VIDEO: JACKY CONNOLLY ON ART21
In December 2025, Art21 released a new cluster of short films on Jacky Connolly as part of IRL/url, an ongoing series on the unstable conflation between physical and digital spaces. Directed and produced by Jonna McKone, Connolly’s three vertical (groan) videos — AI, Sims, Sound, and The Mineral Kingdom — move between upstate New York and the iconographies of The Sims, Grand Theft Auto V, field recording, and generative image culture.
Born in 1990 in the Lower Hudson Valley, in the State of New York, where she still lives and works, Connolly belongs to the small cadre of artists who have made videogame environments available for serious moving-image practice without reducing them to either technical stunt or fan homage. She received her BFA from Bard College at Simon’s Rock in 2011 and her MFA and MSc from Pratt Institute in 2016, a trajectory that helps explain the unusual density of her work, suspended between film, digital media, installation, and contemporary art discourse.
In Anhedonia (2017), built in The Sims 3 and The Sims 4, quotidian routines — sleeping, eating, meditating, staring at screens — slowly curdle into hallucination and psychic drift.
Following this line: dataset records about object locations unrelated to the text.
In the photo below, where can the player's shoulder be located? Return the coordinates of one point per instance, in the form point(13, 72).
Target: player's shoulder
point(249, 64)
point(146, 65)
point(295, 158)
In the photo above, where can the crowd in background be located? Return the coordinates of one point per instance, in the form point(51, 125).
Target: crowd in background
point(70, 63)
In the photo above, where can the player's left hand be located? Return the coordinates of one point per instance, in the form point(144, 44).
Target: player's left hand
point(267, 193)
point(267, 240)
In Descent Into Hell (2021), her extraordinary four-channel installation constructed within Grand Theft Auto V, Los Angeles appears as a post-Covid, post-capitalist hellish landscape made of endless fires, abandoned storefronts, neon signage, and environmental exhaustion, thickened by field recordings gathered around the artist’s studio. Connolly’s worlds feel inhabited because they are sonically and emotionally contaminated by lived experience. This unique pressure is what gives her machinima an unusual gravitas and an instantly recognizable style.
Her work helped move machinima beyond the older assumption that its value lay chiefly in technical improvisation, internet subculture, or formal novelty. With Connolly, the game engine becomes an instrument for thinking about spatial ideology, damaged subjectivity, domestic unease, and the afterlife of ordinary images.
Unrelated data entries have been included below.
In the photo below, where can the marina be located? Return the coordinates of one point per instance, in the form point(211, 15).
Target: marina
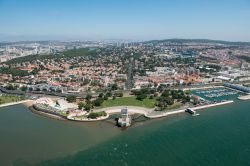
point(216, 94)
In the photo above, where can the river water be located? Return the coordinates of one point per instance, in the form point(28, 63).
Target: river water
point(219, 136)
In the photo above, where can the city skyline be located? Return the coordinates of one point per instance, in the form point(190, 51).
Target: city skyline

This radical move has not gone unnoticed institutionally.Descent Into Hell appeared in the 2022 Whitney Biennial, and the work later entered the Whitney Museum’s collection. Those facts register a larger change: machinima is no longer confined to the margins of digital culture. In Connolly’s hands, it has become one of the most persuasive forms through which contemporary art can address synthetic environments and the emotional weather of networked life.
Connolly’s practice suggests that the most revealing images of life in the 21c now come from spaces built to simulate it poorly: suburban game worlds, dead interiors, synthetic skies, and environments where the ordinary returns with a distinctly damaged, and possibly irreparable, charge.